Pension assets earned 4.3 per cent in the quarter ending December 2010, improving the full-year performance to 10.4 per cent and making this a second consecutive year of double-digit returns.
Despite volatility in the global markets during the past 10 years, Canadian pension plans have achieved an average annualized return of 5.4 per cent, said RBC Dexia.
"What the last decade has taught us is that diversification and disciplined investing is key over the long run," said Fay Coroneos, global head of risk and investment analytics at RBC Dexia.
Canadian equity markets did well as nine out of 10 TSX sectors saw double-digit annual gains. Even though Canadian pension plans underperformed the index by 0.4, "it was encouraging to see strong returns not only in energy and materials but also in industrials and the consumer discretionary sectors," said Coroneos.
Foreign equities increased 6.3 per cent over one year, found the survey
"Returns were muted by the soaring loonie, which gained significantly against the (United States) dollar and was one of the best performers among major world currencies," said Coroneos.
The MSCI World Index in local currency increased 10.0 per cent for the year, but was reduced to 5.9 per cent when translated into Canadian dollars.
For the year, domestic bond holdings within Canadian pension plans advanced 7.8 per cent, surpassing the DEX Universe index by 1.1 per cent.

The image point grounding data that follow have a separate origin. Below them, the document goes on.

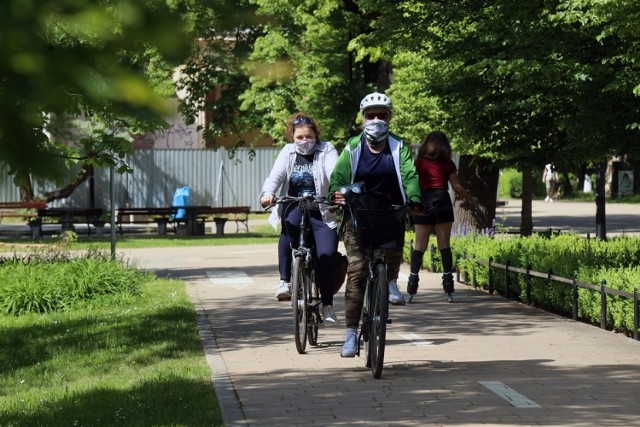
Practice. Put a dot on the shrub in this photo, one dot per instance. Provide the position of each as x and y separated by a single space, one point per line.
565 255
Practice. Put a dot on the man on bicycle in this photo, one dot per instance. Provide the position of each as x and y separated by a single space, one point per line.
384 162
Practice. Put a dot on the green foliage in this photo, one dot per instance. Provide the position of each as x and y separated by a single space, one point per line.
565 255
134 362
53 281
108 62
505 80
510 185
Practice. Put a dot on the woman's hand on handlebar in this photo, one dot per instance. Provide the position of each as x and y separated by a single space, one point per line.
337 198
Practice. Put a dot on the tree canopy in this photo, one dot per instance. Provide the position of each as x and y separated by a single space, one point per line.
109 62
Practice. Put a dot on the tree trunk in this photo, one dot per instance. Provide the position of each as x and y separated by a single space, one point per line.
480 178
66 191
526 219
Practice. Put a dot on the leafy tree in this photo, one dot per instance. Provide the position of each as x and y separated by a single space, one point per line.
515 84
109 62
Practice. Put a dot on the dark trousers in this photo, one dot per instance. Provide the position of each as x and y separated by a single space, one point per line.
326 245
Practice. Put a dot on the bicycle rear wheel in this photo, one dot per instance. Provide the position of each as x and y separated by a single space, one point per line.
299 302
378 308
314 312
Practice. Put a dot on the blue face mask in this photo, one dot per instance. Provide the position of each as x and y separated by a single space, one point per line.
306 146
376 131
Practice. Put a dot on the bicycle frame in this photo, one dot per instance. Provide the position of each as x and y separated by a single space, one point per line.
375 311
305 297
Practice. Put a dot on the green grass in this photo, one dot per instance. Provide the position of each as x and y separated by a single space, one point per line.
261 234
107 358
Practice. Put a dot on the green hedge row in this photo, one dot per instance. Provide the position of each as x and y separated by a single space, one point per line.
565 255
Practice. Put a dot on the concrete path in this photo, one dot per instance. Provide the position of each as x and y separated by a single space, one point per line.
478 361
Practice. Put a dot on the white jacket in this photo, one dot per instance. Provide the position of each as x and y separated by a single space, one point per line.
324 160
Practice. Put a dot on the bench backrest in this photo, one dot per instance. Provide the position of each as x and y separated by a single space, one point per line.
32 204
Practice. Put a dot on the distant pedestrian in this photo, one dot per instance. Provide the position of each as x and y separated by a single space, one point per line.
436 171
550 179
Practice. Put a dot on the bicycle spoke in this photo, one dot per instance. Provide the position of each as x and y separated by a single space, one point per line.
299 301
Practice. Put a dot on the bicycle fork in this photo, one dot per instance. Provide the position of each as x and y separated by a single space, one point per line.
367 318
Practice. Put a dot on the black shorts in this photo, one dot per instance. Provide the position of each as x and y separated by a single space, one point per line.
438 203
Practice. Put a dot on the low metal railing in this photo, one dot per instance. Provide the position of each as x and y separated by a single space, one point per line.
550 277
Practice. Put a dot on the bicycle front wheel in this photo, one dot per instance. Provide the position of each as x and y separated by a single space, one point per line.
378 308
299 302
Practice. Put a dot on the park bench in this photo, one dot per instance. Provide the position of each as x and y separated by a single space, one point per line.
68 217
27 210
221 214
160 216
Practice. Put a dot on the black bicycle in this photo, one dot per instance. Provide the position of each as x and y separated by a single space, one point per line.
376 230
305 295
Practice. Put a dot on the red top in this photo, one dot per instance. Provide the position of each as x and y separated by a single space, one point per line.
434 173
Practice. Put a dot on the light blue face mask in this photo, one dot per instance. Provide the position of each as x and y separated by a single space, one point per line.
306 146
376 131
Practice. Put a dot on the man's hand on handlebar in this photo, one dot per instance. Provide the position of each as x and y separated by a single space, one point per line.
267 200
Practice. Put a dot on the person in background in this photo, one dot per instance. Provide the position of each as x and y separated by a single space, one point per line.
550 178
304 166
384 162
436 170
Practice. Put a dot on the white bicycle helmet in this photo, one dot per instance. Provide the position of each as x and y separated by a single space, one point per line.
376 99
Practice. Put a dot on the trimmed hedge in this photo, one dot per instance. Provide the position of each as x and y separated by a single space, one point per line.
565 255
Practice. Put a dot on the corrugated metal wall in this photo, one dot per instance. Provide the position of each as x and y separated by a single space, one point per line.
214 179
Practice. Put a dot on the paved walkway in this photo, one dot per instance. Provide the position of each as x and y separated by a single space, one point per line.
479 361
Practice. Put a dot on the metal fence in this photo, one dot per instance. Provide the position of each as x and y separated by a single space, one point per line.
214 179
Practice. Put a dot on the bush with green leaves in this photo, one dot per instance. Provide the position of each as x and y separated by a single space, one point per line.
52 281
564 255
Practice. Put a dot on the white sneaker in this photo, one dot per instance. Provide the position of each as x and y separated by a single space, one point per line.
350 346
395 296
329 317
283 293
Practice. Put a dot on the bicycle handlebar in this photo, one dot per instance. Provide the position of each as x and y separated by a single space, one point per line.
323 200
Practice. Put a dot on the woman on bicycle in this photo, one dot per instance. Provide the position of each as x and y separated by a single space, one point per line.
383 161
436 171
304 166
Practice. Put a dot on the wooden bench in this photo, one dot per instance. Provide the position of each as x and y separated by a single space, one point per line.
68 217
159 216
27 210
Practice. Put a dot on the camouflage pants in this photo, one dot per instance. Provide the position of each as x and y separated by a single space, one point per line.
357 272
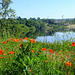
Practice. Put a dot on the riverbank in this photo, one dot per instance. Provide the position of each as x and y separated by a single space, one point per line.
31 57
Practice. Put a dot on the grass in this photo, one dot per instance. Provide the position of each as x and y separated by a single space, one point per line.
36 58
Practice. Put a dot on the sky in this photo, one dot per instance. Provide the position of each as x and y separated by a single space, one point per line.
52 9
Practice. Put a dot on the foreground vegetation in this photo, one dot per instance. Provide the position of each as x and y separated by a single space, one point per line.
36 58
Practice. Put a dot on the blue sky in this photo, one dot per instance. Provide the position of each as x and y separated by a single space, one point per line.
53 9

"Long-term bonds, with maturity of over 10 years, continue to dominate short-term and mid-term bonds in 2010," said Coroneos. "The growing focus on asset-liability matching has resulted in pension plans shifting into the longer end of the yield spectrum, increasing demand for long-term bonds. In light of this, we believe a governance structure which ncludes the use of a liability-based benchmark will be of great interest for pension plans in 2011."